Лесков в статье с экзотическим названием «О куфельном мужике и проч. Заметки по поводу некоторых отзывов о Л. Толстом» отметил перемену в отношении к русской литературе на Западе, особенно ярко выразившуюся в увлечении произведениями Льва Толстого. Присоединяясь к мнению тех, кто считает Толстого «великим и даже величайшим писателем в мире», Лесков далее писал, что, по его мнению, «иностранные критики судят о нашем великом писателе лучше и достойнее, чем критики русские, а из иностранных, кажется, всех полнее, глубже и правильнее понимает и толкует сочинения графа Толстого — виконт Мельхиор де Вогюэ».

Времена, когда Тургенев, неутомимый и блестящий пропагандист русской литературы в Европе, прививал вкус своих французских и английских коллег к произведениям Толстого, прошли. Теперь уже европейский читатель в авторитетных рекомендациях не нуждался и новые произведения Толстого (не только художественные, но художественные особенно) переводились почти на все европейские языки почти сразу же после публикации их в русских изданиях (в том числе эмигрантских).

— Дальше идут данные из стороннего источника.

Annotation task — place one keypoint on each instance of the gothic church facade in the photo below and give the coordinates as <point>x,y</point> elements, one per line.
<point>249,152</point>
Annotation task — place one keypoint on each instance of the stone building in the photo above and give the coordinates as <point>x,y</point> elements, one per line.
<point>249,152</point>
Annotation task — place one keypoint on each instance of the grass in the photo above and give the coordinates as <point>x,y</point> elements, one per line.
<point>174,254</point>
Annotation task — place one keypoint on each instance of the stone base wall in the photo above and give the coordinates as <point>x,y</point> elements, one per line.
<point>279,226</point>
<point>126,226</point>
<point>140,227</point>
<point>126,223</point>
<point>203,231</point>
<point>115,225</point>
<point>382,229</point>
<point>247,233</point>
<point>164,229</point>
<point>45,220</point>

Успех повести «Смерть Ивана Ильича» в Европе, и особенно во Франции, был феноменальным. Французский журналист А. Дежарден, придя в восторг от повести Толстого, рассказал содержание ее Мопассану, которого Тургенев незадолго до смерти рекомендовал почитать Толстому. Осторожно рекомендовал, боясь навредить своими советами, так как знал своенравный характер неистового Льва, на всякий случай сказав, что этот талантливый молодой французский писатель его знает и очень ценит. Толстой тогда (в 1881 году) остался равнодушен к «аморальным», хотя действительно талантливо написанным рассказам Мопассана (он уже после смерти Тургенева, прочитав роман «Жизнь» и другие произведения французского писателя, переменит о нем мнение).